" IS ALL OVER "
But
I will always remember :)
ArCH + PhOtOgRaPh + Life
Is been a stressful month that i had been through in 2010/12...........is not as hard as those people who has family and fighting to survive in this reality world (salute to those people). Finally is getting to the end of my study, working temporally to gain some experiences, till now still manage to cope with the stress sometime.
I have been thinking lately about SHE, suddenly i feel that i doesn't know SHE that much, i feel so far from SHE. I can't even understand her circumstances or i am just too stubborn on my own principle? Is a shame that i can't even do a little surprise for her nowadays. what the fxxk wrong with me, have i change? Although i don't want to admit it but i guess i do but i really want SHE to know that i still love her as i always do. Well action always speak louder and i am lack of that now............

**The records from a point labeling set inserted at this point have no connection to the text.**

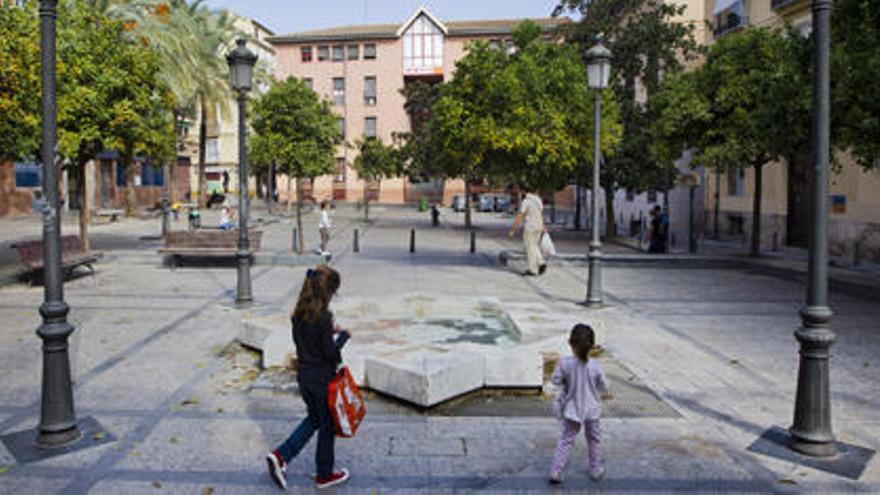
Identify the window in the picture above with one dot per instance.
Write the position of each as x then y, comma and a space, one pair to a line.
338, 53
339, 175
338, 91
730, 15
212, 150
28, 174
370, 127
370, 51
370, 90
422, 48
151, 175
340, 122
736, 178
354, 52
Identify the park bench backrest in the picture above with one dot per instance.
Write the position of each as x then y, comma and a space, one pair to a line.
209, 239
31, 252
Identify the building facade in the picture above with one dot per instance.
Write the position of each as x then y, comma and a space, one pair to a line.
362, 69
854, 194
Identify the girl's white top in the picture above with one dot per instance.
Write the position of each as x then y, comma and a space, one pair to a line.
580, 384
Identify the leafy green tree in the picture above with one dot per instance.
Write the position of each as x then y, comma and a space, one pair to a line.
108, 95
747, 105
647, 41
297, 131
375, 161
855, 27
516, 117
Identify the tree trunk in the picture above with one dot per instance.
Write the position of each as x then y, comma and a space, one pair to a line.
302, 244
755, 249
271, 188
467, 203
203, 144
367, 202
82, 190
289, 192
610, 224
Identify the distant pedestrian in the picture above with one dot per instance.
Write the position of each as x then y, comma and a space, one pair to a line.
324, 227
658, 232
532, 217
578, 403
227, 218
318, 356
435, 215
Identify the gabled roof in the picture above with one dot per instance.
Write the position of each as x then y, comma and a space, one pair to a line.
419, 12
499, 27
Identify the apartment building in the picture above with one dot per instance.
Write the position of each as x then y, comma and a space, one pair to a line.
854, 194
362, 69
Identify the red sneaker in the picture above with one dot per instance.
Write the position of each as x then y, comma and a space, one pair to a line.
276, 469
336, 478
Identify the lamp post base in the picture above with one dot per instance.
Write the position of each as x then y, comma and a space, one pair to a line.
63, 437
826, 448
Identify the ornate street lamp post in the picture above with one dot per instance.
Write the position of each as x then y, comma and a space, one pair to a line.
57, 418
811, 431
598, 72
241, 70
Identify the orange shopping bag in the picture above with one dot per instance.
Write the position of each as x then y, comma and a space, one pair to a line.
346, 403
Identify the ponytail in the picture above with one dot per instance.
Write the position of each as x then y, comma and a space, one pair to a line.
582, 339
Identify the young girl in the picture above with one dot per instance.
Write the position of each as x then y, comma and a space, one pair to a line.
581, 381
318, 356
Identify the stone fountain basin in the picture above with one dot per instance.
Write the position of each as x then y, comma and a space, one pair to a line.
425, 350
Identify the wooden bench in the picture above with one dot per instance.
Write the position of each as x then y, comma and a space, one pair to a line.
206, 243
73, 254
113, 214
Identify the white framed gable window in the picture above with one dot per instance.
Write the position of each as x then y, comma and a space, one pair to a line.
423, 47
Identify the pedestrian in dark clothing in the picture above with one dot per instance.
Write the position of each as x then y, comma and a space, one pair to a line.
657, 234
318, 356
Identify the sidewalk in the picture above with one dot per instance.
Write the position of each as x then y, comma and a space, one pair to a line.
186, 409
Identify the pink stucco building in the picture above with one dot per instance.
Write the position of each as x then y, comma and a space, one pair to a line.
362, 70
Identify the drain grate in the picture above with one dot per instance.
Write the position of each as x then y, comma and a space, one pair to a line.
631, 398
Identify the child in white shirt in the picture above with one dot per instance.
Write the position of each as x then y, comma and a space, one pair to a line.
324, 227
581, 381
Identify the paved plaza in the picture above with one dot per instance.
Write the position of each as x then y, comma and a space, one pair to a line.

Sometime when i advise SHE like how a parent do, i always think is that right or wrong? Most of the time is not something that she will love to listen but i just want to tell her, maybe i shouldn't? I always a good listener to all my friends and always able to control the situation when come to console my friends but i always fail to do so in front of SHE. Speechless...........
How i suppose to manage my relationship now? clueless to be honest, i want to maintain but i not too sure either me or SHE can handle it. I don't want it to be a bad ending if anything happen to our relationship. If i could give SHE anything that i capable to do, i would! i swear i would.........
Will this come to an end, i really don't know............i feel tired now but i am not giving up, I AM NOT! I just need time, that's all.
I can't sleep well this few nights after talk to SHE, look at her crying really make me feel so weak & heartbreaking. I only can communicate with her through typing...............
I really feel like a weakling now, can't do any sxxt that i use to be so good and proud at. I want to apologize to SHE if anything that i disappointed her. Please forgive me and correct me. Lead me to do the right thing that i should do, I'm willing to learn.
Just want you to know that, although i have slight changes but i am still the one that you know from last time.